毎日、起業家さんと知財相談を行っていて気付いたことがある。
それは起業家は特許を過大評価して、商標を過小評価する傾向。
特に技術系の起業家に多い。
結論として、商標を過小評価するのは間違っている。
商標は自身の商いの顔である。自分の顔を過小評価して、どうして世間や従業員に好かれるのか。そんな考え方では愛社精神も定着しない。
商標は、これから自身が市場に提供する製品やサービスに対し、世間評価が化体する媒体である。
その商標を大切に想う気持ちがなければ、自社の製品・サービスをいい加減に考え、愛情もかけないように映る。
誤解を恐れずにいえば、特許なんてイノベーションが起これば寿命が尽きる。
しかし、商標は日々の企業活動の果実が結ばれるものだから、廃業するまでは大切に保護しておく必要があるのだ。

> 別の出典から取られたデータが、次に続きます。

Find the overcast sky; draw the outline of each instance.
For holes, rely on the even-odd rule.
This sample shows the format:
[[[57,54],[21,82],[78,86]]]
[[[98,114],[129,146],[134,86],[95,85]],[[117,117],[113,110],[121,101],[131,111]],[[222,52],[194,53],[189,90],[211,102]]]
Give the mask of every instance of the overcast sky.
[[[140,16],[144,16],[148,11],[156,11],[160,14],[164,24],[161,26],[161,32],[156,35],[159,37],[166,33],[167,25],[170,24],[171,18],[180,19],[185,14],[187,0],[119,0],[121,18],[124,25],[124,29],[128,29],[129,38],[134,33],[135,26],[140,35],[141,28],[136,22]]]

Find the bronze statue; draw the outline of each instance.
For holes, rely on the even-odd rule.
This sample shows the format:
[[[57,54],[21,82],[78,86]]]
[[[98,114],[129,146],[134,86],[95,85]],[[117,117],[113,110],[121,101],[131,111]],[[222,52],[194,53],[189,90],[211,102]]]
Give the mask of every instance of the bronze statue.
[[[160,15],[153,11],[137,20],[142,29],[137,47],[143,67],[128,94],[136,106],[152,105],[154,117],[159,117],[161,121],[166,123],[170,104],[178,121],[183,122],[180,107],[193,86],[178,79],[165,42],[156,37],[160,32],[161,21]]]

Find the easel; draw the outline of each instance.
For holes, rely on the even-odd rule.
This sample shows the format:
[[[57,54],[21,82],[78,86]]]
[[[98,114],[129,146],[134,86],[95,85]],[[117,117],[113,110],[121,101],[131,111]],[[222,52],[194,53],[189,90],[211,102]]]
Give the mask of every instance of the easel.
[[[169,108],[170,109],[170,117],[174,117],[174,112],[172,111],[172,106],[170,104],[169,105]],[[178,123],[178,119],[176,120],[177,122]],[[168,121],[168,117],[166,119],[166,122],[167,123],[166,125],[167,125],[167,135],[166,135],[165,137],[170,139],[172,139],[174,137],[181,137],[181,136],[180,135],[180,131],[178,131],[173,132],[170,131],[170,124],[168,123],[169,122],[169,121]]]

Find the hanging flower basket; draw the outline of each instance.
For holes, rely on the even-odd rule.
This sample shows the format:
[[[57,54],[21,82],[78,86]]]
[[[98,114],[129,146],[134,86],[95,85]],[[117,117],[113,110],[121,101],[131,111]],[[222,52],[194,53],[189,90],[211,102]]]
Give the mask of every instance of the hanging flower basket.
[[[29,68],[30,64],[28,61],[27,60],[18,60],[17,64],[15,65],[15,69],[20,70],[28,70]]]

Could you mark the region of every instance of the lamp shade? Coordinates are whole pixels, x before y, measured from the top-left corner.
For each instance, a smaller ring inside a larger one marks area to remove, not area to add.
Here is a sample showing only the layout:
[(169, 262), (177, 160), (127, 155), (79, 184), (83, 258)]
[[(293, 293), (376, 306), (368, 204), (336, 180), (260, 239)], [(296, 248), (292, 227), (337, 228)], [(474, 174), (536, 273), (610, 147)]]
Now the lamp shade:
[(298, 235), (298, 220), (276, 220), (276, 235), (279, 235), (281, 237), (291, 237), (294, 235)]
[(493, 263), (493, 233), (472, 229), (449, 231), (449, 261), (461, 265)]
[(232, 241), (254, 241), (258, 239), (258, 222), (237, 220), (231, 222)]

知財の価値としても、長年、事業活動が継続すると、商標の価値が特許のそれよりも高くなるのが普通である。
その商標を商標権として保護しないのは、企業経営及び企業精神を蔑ろにしていることにほかならない。
特許権で市場を独占するという目先の利益ばかりを考えるよりも、長い時間、企業活動を行い、社会の一員になるという姿勢が企業本来の在り方である。
たかが商標、されど商標。
商標権で保護していない企業は、起業ミッション及び愛社精神の育成からやり直せ!